At the end of every conversation, the last question I asked every player was some version of: “Is there something from the inside that you wish people knew about phantom players beyond the story of Moonlight Graham and that vaguely spooky title.” Every answer, surprisingly or not, was remarkably similar to Hickman’s, and to each other’s. Not only do these players have stories and matter, but even getting called up to the majors without seeing or throwing a single pitch makes you one of the most talented baseball players in the history of the sport.

“I know all of us put in a lot of work to reach the point that we did, even if we didn’t play.” Antonini answered. “Being called a phantom player shouldn’t be derogatory, or a discredit to anyone. All these guys are still incredibly good and a lot of it is outside their control and just up to luck and timing. Who’s hurt, who’s not, which team needs a body for a day. What they could control, they did.”

Brian Jeroloman on the field with the Toronto Blue Jays during the national anthem.
Brian Jeroloman on the field with the Toronto Blue Jays. (Image via Brian Jeroloman)
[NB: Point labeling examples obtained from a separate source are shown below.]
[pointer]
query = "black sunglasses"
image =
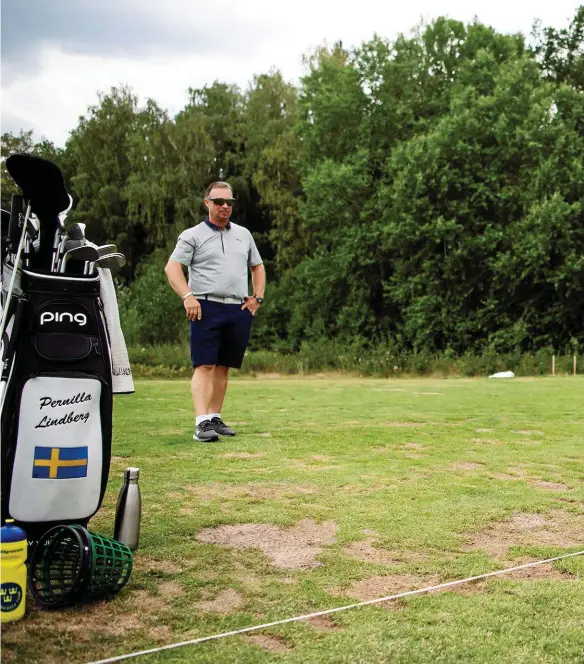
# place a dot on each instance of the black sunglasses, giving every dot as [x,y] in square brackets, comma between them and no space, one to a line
[221,201]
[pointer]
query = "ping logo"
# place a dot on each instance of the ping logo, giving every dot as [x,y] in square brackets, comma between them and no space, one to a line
[63,317]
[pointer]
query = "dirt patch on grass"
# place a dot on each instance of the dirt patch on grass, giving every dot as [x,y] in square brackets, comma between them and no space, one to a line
[366,552]
[505,477]
[227,601]
[401,425]
[287,548]
[414,446]
[322,622]
[271,643]
[539,572]
[554,529]
[553,486]
[149,564]
[467,465]
[170,589]
[491,442]
[374,587]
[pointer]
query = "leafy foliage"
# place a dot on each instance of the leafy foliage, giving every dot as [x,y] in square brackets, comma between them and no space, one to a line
[425,194]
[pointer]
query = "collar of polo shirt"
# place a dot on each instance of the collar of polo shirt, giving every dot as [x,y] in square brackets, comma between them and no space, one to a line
[214,226]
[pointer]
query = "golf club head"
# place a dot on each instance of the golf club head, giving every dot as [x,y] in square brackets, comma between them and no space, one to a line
[83,252]
[76,232]
[63,247]
[102,251]
[64,213]
[112,262]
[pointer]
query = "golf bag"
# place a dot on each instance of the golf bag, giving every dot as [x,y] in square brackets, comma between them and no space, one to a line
[59,372]
[57,411]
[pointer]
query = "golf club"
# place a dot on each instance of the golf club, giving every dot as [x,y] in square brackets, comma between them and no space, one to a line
[16,200]
[59,234]
[77,233]
[102,251]
[81,253]
[112,262]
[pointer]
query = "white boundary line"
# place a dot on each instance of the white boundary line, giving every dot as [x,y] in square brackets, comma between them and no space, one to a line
[119,658]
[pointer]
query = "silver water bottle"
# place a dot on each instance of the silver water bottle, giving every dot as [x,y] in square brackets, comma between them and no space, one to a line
[129,510]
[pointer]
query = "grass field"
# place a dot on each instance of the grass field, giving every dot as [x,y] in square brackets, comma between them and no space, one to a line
[337,490]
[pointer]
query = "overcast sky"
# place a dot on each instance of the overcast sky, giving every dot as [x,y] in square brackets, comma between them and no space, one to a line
[57,54]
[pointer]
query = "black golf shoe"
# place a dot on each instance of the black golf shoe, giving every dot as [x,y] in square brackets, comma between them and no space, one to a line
[221,428]
[205,432]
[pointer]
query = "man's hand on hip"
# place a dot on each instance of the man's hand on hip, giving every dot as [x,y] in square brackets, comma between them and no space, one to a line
[193,308]
[252,304]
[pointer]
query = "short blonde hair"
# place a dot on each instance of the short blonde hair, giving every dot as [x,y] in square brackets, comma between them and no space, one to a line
[217,184]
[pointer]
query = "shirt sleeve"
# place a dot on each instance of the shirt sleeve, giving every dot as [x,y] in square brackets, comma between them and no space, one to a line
[254,257]
[184,250]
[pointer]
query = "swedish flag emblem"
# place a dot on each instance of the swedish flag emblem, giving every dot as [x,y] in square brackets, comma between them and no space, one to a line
[59,463]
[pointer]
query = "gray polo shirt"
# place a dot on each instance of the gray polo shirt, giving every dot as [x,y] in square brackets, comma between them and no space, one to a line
[218,260]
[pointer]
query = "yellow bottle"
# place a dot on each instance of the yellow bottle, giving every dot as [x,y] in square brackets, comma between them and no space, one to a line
[13,550]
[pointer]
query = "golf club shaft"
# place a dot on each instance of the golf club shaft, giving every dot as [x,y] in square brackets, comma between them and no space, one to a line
[14,271]
[9,351]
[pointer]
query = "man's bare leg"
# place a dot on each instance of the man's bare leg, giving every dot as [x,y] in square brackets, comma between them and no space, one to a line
[202,393]
[220,376]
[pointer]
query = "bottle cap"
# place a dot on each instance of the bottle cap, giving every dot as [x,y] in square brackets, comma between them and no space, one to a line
[132,473]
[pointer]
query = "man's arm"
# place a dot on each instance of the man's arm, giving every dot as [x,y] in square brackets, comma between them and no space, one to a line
[175,273]
[258,279]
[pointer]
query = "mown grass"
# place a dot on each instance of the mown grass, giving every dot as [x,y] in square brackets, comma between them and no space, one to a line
[399,483]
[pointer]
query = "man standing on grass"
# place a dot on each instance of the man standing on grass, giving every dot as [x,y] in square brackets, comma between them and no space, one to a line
[217,253]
After a short pause, Parker Bugg gave me a near-identical answer. Bugg was a kid who was once guilty of seeing someone struggling in the majors and thinking “this guy stinks,” and now he is an adult who has been around the game long enough to know he was wrong. “So many minor league players are written off as not being good or whatever and from my experience it’s like ‘okay, how do you know that?’ Just because some of us are called up once, DFA’d, didn’t debut, and never make it back, that doesn’t mean we’re not any good. It’s a business, sometimes you need the right people pulling for you, sometimes you need luck and a runway. But if someone gets called up and doesn’t get a shot, it isn’t because they weren’t good at baseball.”

“It’s a respect factor for the guys who got to that point, guys who got that opportunity and were never top prospects, never guys USA Baseball are talking about,” Ryan Bollinger said. Just getting there is an accomplishment; taking the next step, he knows, is a matter of luck. “On the right day the team goes extra innings, needs a guy, and there they are.” Or not. 

“I would want to say how special that moment is for all of us in that situation,” he continued. “We work our whole life for that opportunity, and that’s our chance. We’re not hoping to get sent back down, but that’s the culmination of everything.” 

“I’ve had friends and acquaintances read up on me and say ‘hey, you made it, but you didn’t make it.’” Jeroloman recalled. “You know, it’s so unique, and it’s almost a situation you don’t wish for anyone to have some days. But at the same time, when you look from the right angle, you achieved the biggest goal you’ll ever set for yourself.” 

“You might not be up there for as long as you want,” Jeroloman continued, “but you got to look out from the top of that big hill that every other player you know wants to get to, just for a little bit.”